15. The method of claim 14, wherein the related word confidence calculation model is a GBDT non-linear regression model.

16. A search system, comprising:

a related vocabulary storage device;

a related word acquiring device for acquiring related words of the search word based on the related word bank stored in the related word bank storage device;

a sorting device for sorting the results obtained by searching using the search word and the related word according to the corresponding confidence degrees,

wherein, the word segmentation device is also used for carrying out word segmentation processing on the retrieval sentence to obtain a retrieval word,

wherein the confidence calculating means comprises:

a confidence degree calculation module for taking the feature value as an input of the related word confidence degree calculation model, calculating the confidence degree based on the related word confidence degree calculation model,

wherein the feature value extraction module comprises:

a degree of replaceability information obtaining unit configured to obtain degree of replaceability information, the degree of replaceability information being used to measure a degree of replaceability between the search word and the related word in a context of the related word; and

and the co-occurrence relation information acquisition unit is used for acquiring co-occurrence relation information, and the co-occurrence relation information is used for measuring the co-occurrence relation among the search terms.

17. The search system of claim 16, wherein the feature value extraction module further comprises:

the relevant degree information acquisition unit is used for acquiring relevant degree information which is used for measuring the relevant degree between each search word and each corresponding relevant word; and/or

A weight value information acquisition unit configured to acquire weight value information indicating a weight of the related word.

18. The search system of claim 17, wherein the feature value extraction module further comprises:

and the language model acquisition unit is used for training the N-gram language model based on the large-scale user search behavior data to acquire the language model.

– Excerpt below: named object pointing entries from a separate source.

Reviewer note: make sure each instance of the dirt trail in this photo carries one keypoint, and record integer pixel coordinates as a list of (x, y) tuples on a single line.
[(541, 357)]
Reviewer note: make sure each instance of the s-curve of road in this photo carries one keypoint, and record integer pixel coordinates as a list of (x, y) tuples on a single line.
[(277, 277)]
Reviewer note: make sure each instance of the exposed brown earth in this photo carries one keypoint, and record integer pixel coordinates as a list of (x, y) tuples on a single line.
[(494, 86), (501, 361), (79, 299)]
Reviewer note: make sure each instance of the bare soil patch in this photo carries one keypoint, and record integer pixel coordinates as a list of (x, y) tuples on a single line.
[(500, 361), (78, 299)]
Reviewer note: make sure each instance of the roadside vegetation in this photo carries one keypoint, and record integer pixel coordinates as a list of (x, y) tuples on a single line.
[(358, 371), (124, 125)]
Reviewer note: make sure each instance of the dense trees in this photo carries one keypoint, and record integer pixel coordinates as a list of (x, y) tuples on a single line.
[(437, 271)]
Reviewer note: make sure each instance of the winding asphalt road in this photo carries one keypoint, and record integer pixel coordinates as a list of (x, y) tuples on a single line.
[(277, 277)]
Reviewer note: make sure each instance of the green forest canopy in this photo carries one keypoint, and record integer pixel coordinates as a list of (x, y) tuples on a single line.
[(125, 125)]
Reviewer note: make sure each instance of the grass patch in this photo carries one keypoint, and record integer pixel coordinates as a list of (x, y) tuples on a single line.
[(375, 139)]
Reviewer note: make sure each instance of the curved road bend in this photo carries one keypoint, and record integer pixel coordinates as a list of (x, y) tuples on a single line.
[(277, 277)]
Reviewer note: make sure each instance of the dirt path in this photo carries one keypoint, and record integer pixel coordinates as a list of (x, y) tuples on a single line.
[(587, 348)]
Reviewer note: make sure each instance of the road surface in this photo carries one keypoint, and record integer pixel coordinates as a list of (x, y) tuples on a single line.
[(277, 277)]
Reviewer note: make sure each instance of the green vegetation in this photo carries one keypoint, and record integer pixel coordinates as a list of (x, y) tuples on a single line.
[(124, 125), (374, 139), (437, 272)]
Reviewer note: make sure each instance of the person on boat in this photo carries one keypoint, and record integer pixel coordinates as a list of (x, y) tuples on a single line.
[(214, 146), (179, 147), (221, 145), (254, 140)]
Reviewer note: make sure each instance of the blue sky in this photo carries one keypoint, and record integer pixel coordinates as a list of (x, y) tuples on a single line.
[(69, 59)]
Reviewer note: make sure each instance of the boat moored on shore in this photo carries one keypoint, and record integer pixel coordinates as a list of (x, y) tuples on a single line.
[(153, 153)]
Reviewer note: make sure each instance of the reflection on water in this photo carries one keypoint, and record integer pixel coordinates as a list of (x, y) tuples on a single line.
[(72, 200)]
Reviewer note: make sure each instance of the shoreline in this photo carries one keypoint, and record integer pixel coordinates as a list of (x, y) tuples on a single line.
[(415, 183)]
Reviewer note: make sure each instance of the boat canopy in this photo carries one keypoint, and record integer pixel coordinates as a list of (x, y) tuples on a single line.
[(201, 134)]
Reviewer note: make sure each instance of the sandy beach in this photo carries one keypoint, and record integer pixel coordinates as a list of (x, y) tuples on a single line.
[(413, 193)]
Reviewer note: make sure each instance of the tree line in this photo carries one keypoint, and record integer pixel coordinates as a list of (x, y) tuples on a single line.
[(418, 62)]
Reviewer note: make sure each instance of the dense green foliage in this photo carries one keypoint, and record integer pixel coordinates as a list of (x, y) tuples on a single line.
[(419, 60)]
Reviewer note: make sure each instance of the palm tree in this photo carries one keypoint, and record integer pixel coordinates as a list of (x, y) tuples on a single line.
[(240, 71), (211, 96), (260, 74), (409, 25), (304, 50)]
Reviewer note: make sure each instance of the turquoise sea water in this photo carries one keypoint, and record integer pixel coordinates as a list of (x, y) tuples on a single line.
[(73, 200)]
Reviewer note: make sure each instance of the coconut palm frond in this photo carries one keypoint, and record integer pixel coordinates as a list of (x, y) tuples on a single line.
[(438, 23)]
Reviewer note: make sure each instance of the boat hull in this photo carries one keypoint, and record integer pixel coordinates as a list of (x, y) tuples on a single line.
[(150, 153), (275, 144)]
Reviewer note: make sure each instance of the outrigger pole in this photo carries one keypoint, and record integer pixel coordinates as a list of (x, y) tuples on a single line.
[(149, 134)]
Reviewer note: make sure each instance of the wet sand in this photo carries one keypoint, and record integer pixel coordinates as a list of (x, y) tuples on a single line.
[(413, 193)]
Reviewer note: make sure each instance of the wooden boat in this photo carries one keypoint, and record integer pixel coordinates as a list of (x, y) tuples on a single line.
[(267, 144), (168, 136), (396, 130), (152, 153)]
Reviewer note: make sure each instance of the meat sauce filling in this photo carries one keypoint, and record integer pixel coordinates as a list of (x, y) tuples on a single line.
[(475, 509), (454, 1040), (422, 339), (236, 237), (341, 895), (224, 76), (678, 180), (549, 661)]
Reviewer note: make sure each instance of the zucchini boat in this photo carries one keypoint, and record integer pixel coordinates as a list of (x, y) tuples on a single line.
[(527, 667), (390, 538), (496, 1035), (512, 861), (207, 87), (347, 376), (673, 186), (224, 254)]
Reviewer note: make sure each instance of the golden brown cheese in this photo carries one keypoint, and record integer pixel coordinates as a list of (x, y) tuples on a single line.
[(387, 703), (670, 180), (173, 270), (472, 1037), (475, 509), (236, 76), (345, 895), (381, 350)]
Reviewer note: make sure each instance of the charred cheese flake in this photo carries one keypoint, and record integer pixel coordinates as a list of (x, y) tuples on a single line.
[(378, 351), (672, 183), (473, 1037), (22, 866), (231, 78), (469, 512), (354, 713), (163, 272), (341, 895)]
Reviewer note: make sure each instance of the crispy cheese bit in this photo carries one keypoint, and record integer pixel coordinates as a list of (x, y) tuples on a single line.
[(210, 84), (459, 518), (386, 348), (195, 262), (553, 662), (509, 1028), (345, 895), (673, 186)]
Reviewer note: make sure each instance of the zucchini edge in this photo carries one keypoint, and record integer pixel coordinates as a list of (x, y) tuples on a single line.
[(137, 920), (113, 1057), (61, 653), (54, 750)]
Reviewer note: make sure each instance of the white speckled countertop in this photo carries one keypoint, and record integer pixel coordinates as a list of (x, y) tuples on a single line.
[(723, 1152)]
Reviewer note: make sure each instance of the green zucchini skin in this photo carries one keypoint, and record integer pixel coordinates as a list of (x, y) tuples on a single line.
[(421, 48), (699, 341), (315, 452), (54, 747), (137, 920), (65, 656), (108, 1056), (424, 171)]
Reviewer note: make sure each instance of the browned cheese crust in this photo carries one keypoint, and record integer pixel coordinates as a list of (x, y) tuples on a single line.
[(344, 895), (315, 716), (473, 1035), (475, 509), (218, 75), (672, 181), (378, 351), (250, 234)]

19. The search system of claim 16,

the device for establishing the related word thesaurus is used for establishing the related word thesaurus and comprises the following steps:

a related word determining module for determining the first aligned word pair with the co-occurrence frequency higher than a predetermined threshold as a related word.

20. The search system according to claim 19, wherein the related word bank establishing means further comprises:

21. The search system according to claim 19, further comprising related word confidence calculation model building means for building the related word confidence calculation model, including:

22. The search system of claim 21, wherein the related term confidence calculation model is a GBDT non-linear regression model.

23. The search system according to claim 16, wherein the ranking means ranks results obtained by the search using the search term and the related term according to the corresponding confidence levels through a ranking model.

24. The search system of claim 23, wherein the ranking means is further configured to rank the retrieval resources initially according to the retrieval statements and the retrieval resource page information by the ranking model.